Stephen Baker is author of The Numerati and Final Jeopardy: Man vs. Machine and the Quest to Know Everything, both published by Houghton Mifflin Harcourt, and The Boost, a dystopian novel, published by Tor Books. Most recently, he’s the co-author of Hop Skip Go: How the Mobility Revolution is Changing our Lives. (Harper Collins, 2019) He is represented by James Levine of Levine Greenberg Rostan, of New York.
Baker was BusinessWeek’s senior technology writer for a decade, first from Paris and later New York. His specialty is writing clearly for a broad audience about complicated technologies and social trends. It was his cover story, “Math Will Rock Your World,” which led to The Numerati. Published in fall of 2008, The Numerati introduced the computer scientists and math whizzes who sift through our data to model and predict our behavior as shoppers, voters, patients, workers, potential terrorists, and even lovers. In a review, the Wall Street Journal recommended the book as “a highly readable and fascinating account of the number-driven world we now live in.”
In 2010, Baker spent a year with the IBM team building the Jeopardy computer, Watson. This led to his second book, Final Jeopardy: Man vs Machine and the Quest to Know Everything (2011). In addition to telling Watson’s story, the book looks at the future of artificial intelligence, and explores how our minds and machines will increasingly work together. He expanded on this subject in a novel, The Boost, set in the near future. Kirkus Reviews called the book “a true delight of a techno-thriller that has deep, dark roots in the present.”
Before moving to New York in 2002, Baker was Paris-based European technology correspondent for BusinessWeek, where he headed up the magazine’s coverage of wireless technology and the mobile Internet.
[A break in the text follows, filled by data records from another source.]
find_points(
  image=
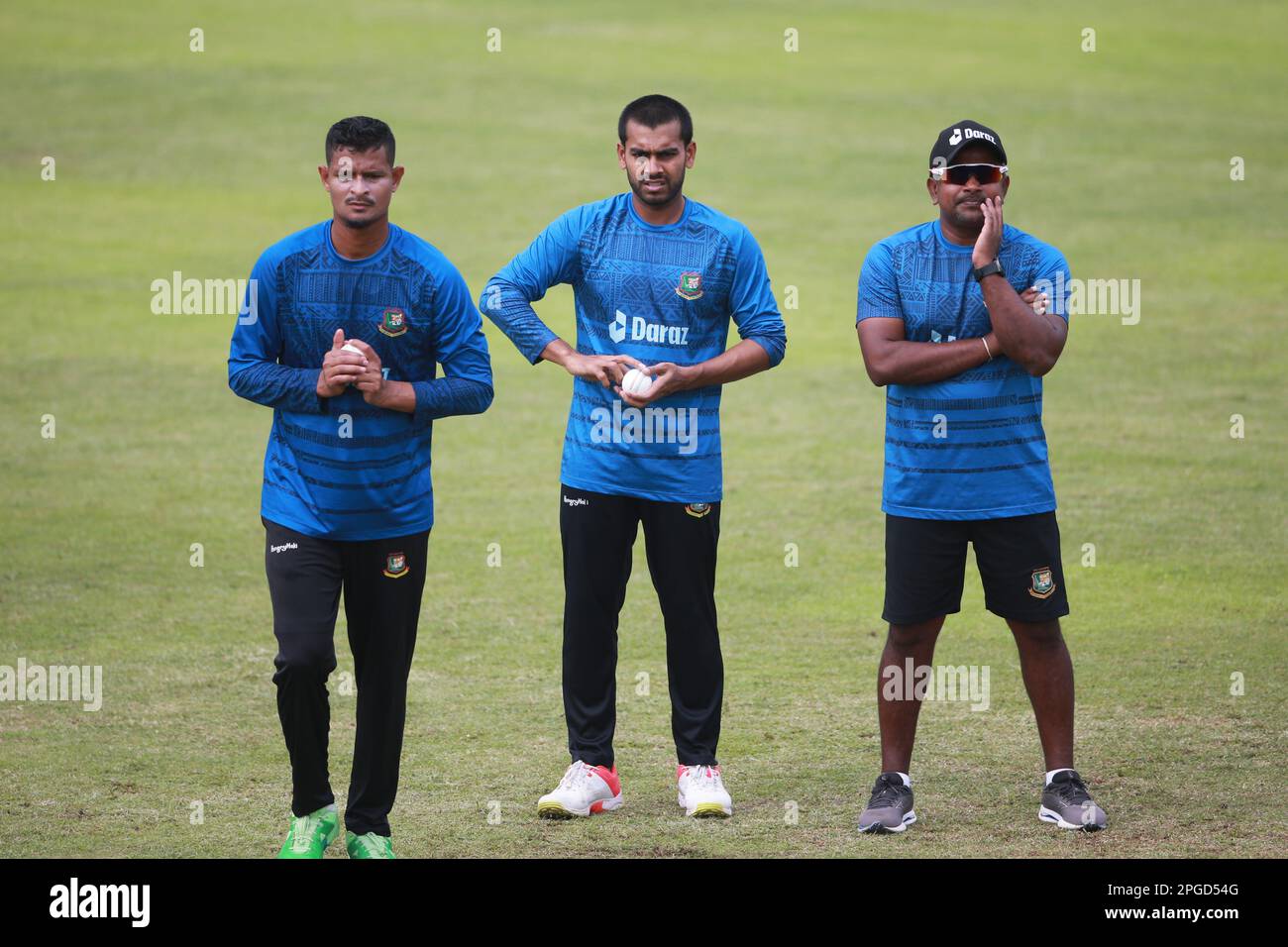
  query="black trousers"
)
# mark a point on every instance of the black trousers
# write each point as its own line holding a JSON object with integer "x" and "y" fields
{"x": 381, "y": 581}
{"x": 681, "y": 540}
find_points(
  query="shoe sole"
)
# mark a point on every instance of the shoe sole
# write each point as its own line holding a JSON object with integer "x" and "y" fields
{"x": 706, "y": 809}
{"x": 557, "y": 809}
{"x": 881, "y": 828}
{"x": 326, "y": 844}
{"x": 1054, "y": 817}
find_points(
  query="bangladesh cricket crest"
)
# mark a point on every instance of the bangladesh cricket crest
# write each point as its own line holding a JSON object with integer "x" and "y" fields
{"x": 395, "y": 566}
{"x": 691, "y": 286}
{"x": 1043, "y": 582}
{"x": 393, "y": 322}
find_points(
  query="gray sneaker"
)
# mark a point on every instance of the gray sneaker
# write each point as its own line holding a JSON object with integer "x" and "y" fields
{"x": 890, "y": 806}
{"x": 1068, "y": 804}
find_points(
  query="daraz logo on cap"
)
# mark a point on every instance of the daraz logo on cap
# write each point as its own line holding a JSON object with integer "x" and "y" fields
{"x": 970, "y": 133}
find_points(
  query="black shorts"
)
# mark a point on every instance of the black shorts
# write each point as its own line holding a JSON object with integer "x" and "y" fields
{"x": 1018, "y": 558}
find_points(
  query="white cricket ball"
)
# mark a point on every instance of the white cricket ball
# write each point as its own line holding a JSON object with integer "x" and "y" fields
{"x": 636, "y": 381}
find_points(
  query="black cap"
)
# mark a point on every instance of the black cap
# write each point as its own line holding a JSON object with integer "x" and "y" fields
{"x": 962, "y": 134}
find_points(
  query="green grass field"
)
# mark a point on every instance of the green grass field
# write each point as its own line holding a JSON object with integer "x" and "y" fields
{"x": 171, "y": 159}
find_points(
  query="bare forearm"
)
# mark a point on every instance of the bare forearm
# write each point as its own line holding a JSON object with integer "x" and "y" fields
{"x": 397, "y": 395}
{"x": 922, "y": 363}
{"x": 1025, "y": 337}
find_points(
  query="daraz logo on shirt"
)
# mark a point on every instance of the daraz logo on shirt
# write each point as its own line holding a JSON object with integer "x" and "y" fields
{"x": 643, "y": 330}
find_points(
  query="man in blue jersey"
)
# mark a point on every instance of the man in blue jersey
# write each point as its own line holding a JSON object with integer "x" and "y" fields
{"x": 656, "y": 279}
{"x": 344, "y": 325}
{"x": 947, "y": 324}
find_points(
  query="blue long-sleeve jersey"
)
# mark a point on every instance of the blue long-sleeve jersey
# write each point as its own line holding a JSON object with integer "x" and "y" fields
{"x": 339, "y": 467}
{"x": 661, "y": 294}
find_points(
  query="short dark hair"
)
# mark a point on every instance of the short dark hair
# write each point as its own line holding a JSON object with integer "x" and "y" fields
{"x": 360, "y": 133}
{"x": 652, "y": 111}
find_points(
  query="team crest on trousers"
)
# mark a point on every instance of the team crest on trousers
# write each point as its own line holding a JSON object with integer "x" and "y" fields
{"x": 395, "y": 566}
{"x": 393, "y": 322}
{"x": 1043, "y": 582}
{"x": 691, "y": 286}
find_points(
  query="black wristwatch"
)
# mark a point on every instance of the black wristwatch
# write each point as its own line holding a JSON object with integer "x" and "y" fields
{"x": 988, "y": 269}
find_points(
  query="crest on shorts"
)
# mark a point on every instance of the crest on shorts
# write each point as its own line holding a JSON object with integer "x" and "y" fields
{"x": 691, "y": 285}
{"x": 393, "y": 322}
{"x": 395, "y": 566}
{"x": 1043, "y": 582}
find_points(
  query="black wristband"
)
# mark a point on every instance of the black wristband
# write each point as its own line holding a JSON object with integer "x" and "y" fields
{"x": 988, "y": 269}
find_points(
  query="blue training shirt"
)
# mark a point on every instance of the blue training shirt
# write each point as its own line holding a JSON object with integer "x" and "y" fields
{"x": 369, "y": 478}
{"x": 991, "y": 459}
{"x": 661, "y": 294}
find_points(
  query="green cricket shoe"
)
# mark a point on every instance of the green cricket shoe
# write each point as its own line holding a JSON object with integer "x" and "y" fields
{"x": 310, "y": 834}
{"x": 369, "y": 845}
Previously, he was BusinessWeek’s bureau chief in Pittsburgh and Mexico City. In Mexico, he won the 1993 Overseas Press Club Award for business coverage for his story on the auto industry’s southern migration, Detroit South. Before that, he worked at newspapers in Ludlow, VT, El Paso, TX., and Caracas, Venezuela.
He is a graduate of Columbia University’s Graduate School of Journalism, and earned his B.A. at the University of Wisconsin, with majors in Spanish and History. He speaks Spanish and French.